Although the implications of lymphopenia in adults with inflammatory bowel disease (IBD) have been explored, there is little data in pediatrics. Studies suggest lymphopenia in adults with IBD may be associated with disease severity, duration of disease, post-operative recurrence risk and effects of therapy (1, 2, 3). This study aims to calculate the frequency of lymphopenia at time of diagnosis in pediatric IBD patients and determine if it has prognostic value for disease severity.Methods:
We conducted an IRB-approved retrospective chart review of patients ≤18 years old diagnosed with IBD at our institution from 2000 to 2015. Inclusion criteria included a diagnosis of Crohn Disease (CD) or Ulcerative Colitis (UC) and laboratory data drawn prior to treatment. Lymphopenia was defined as an absolute lymphocyte count ≤1500 cells/mm3. A comparison of the clinical features included age at diagnosis and laboratory studies (ESR, CRP, hemoglobin, albumin), while disease severity was determined based on Paris classification, presence of perianal disease, intrabdominal abscess, need for surgical intervention, and escalation of therapy to anti tumor necrosis factor agents.Results:
A total of 199 patients fulfilled criteria (53 UC, 146 CD). The percentage of CD and UC patients with lymphopenia was 35% (51 of 146) and 28% (15 of 53) respectively (P = 0.380). In the UC cohort, lymphopenia was not a predictor of disease severity.
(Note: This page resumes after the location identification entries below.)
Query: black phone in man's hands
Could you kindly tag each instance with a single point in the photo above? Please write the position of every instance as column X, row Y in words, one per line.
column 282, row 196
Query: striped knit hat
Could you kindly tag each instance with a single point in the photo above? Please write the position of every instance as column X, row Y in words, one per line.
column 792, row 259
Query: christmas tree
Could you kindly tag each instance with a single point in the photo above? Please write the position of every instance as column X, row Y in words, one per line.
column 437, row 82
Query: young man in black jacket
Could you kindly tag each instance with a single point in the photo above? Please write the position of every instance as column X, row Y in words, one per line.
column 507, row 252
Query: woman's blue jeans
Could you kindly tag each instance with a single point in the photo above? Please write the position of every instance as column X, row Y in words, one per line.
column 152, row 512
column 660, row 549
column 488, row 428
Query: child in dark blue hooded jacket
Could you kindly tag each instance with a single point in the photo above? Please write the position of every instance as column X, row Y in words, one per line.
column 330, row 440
In the CD cohort, lymphopenic patients were more likely to be older at diagnosis (P = 0.040), have lower hemoglobin levels (P = 0.010) and have higher inflammatory markers (CRP, P < 0.001; ESR, P = 0.003). Although there was a trend towards lymphopenic CD patients requiring more surgery (P = 0.188) and intra-abdominal abscess (P = 0.158), neither of these was statistically significant.Conclusions:
To our knowledge, no one has ever evaluated the relationship of lymphopenia at diagnosis in pediatric patients with IBD and disease severity. Lymphopenia occurs in more than one-quarter of pediatric patients with IBD. Although lymphopenia is not a marker of disease severity in ulcerative colitis, there is a signal suggesting lymphopenic pediatric patients with Crohn Disease may be more likely to have intra-abdominal abscess or require surgery. Larger studies could help tease out the importance of lymphopenia at diagnosis in pediatric patients with IBD, noting in particular if those patients are more likely to respond to white blood cell trafficking agents, like the anti-integrin monoclonal antibodies (4).